Pour les entreprises, les défis sont multiples, car elles doivent faire revenir leurs salariés sur les lieux de travail, tout en trouvant le moyen de manager les collaborateurs, tant en présentiel qu’en distanciel. Il faut donc réinventer un modèle, une réflexion autour des usages à laquelle doivent participer toutes les parties prenantes. Reste à savoir pour les investisseurs, jusqu’où aller dans l’accompagnement des entreprises sur ces nouveaux enjeux ?
Sébastien Chemouny, Directeur France - Allianz Real Estate
« Les entreprises sont toujours en chasse de talents et l’immobilier joue un rôle dans ce domaine. Deux forces s’opposent pour l’entreprise : la recherche d’économies et l’attrait de la marque employeur. Les talents décident aujourd’hui… On voit donc que des entreprises font le choix d’implantations dans des métropoles régionales… Elles réfléchissent aussi à leur emplacement dans la ville, comme à la qualité des produits proposés... En parallèle, les entreprises disposent aujourd’hui d’une gamme d’outils digitaux qui leur permettent de modifier les modes de travail.
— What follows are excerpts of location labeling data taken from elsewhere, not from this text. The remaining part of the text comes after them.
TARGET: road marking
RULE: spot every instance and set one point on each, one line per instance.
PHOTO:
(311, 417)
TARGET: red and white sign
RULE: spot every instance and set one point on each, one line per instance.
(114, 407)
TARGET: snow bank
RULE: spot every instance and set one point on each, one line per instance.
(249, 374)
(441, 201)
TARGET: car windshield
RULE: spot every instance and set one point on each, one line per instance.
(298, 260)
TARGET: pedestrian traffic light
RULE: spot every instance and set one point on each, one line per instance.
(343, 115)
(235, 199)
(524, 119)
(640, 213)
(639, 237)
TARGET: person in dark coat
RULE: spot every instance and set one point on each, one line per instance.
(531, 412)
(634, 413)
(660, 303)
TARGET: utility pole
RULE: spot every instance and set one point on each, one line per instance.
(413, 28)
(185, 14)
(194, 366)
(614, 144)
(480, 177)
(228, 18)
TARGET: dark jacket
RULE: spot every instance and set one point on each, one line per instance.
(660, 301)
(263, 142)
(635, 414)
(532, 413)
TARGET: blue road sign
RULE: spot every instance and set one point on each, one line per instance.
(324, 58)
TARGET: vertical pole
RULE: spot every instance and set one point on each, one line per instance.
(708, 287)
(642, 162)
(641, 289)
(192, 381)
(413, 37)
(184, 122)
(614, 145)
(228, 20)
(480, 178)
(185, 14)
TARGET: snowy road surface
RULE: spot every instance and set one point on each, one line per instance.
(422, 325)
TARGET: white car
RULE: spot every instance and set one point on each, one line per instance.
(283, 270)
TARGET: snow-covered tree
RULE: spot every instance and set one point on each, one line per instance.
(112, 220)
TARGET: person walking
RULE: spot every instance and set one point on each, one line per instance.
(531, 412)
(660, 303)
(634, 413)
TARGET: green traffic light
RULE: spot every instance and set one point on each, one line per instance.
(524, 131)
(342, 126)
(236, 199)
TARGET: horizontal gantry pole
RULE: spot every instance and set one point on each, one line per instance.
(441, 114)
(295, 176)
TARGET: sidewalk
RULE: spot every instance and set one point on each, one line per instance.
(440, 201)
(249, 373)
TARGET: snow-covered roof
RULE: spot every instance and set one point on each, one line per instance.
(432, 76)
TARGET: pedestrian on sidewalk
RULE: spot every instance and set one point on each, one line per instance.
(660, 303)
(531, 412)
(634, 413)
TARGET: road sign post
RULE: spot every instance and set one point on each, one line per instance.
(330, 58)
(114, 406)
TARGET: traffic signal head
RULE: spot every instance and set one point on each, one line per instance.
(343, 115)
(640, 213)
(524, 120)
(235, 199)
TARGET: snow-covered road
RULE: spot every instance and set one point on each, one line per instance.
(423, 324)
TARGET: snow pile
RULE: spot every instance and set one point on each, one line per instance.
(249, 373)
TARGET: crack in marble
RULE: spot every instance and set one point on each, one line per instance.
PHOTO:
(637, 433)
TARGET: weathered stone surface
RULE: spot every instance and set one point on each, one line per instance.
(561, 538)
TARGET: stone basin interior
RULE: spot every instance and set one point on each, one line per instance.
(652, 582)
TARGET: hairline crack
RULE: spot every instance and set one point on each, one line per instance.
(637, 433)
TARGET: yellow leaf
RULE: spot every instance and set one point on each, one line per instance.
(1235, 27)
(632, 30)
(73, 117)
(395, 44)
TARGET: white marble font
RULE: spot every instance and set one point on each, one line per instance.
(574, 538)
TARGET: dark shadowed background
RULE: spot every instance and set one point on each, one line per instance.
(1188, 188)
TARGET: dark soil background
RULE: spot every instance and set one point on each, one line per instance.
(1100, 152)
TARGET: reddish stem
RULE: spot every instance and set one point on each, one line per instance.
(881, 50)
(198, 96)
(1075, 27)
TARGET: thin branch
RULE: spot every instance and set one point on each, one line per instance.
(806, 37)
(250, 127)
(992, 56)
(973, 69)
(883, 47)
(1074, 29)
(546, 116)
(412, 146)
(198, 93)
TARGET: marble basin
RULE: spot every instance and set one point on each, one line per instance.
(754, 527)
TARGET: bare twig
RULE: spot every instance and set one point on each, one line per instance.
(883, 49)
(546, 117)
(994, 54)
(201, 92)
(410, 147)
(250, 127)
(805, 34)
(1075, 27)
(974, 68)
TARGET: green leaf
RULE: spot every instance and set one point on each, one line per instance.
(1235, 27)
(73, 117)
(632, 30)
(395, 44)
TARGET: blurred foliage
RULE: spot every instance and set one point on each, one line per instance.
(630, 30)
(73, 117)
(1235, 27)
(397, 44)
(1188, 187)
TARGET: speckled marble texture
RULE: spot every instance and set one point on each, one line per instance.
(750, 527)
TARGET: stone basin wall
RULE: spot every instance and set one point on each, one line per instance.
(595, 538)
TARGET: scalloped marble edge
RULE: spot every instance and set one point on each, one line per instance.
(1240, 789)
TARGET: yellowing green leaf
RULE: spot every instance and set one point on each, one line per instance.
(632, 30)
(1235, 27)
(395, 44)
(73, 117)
Elles peuvent donc aller vite aussi dans leur réflexion sur leurs besoins et usages. »
Gwennaële Chabroullet, Directrice Générale Adjointe- ARP Astrance
« Résilience et transition environnementale sont au cœur des réflexions désormais, et la place de l’immobilier est capitale dans ces domaines, de l’échelle du quartier aux espaces intérieurs. La crise sanitaire et ses implications en matière de télétravail nous apportent de la matière à réfléchir sur le rapport Management / Espaces / Outils dans les organisations de travail sur le long terme dans les entreprises. Quels sont les bénéfices et l’expérience digitale que peuvent apporter les outils digitaux ? Qu’est-ce qui doit relever de l’expérience physique dans les bureaux ? Quelle qualité des espaces veulent retrouver les collaborateurs dans les bureaux, qu’ils ont trouvé à leur domicile ? Comment tirer le mieux parti de cette expérience soudaine et généralisée du télétravail (ce qui invite à un certain recul nécessaire) pour construire une partition immobilière au service des organisations, des collaborateurs et de la planète. »
Olivier Sellès, Directeur Innovation - BNP Paribas Real Estate
« L’expérience vécue cette dernière année est atypique et non duplicable, mais elle a tout modifié, notamment en termes d’attentes de la part des collaborateurs dans les entreprises. Le manager est donc challengé à la fois entre le distantiel et le présentiel, mais aussi sur les temps de transport. Il faut repenser le lieu de travail, sa localisation… Faut-il des tiers-lieux au plus près des collaborateurs et non un siège social à deux heures de transport ? »
Thibaud Bourdon, Directeur général - CBRE Design & Project
« La crise a fait émerger deux questions fondamentales.
La première émane des collaborateurs des entreprises et porte sur l’usage : « pourquoi venir au bureau ? ». Pour répondre à cette question, à la fois terrifiante et fascinante, les entreprises doivent réinventer la manière d’utiliser le bureau et l’expérience utilisateur.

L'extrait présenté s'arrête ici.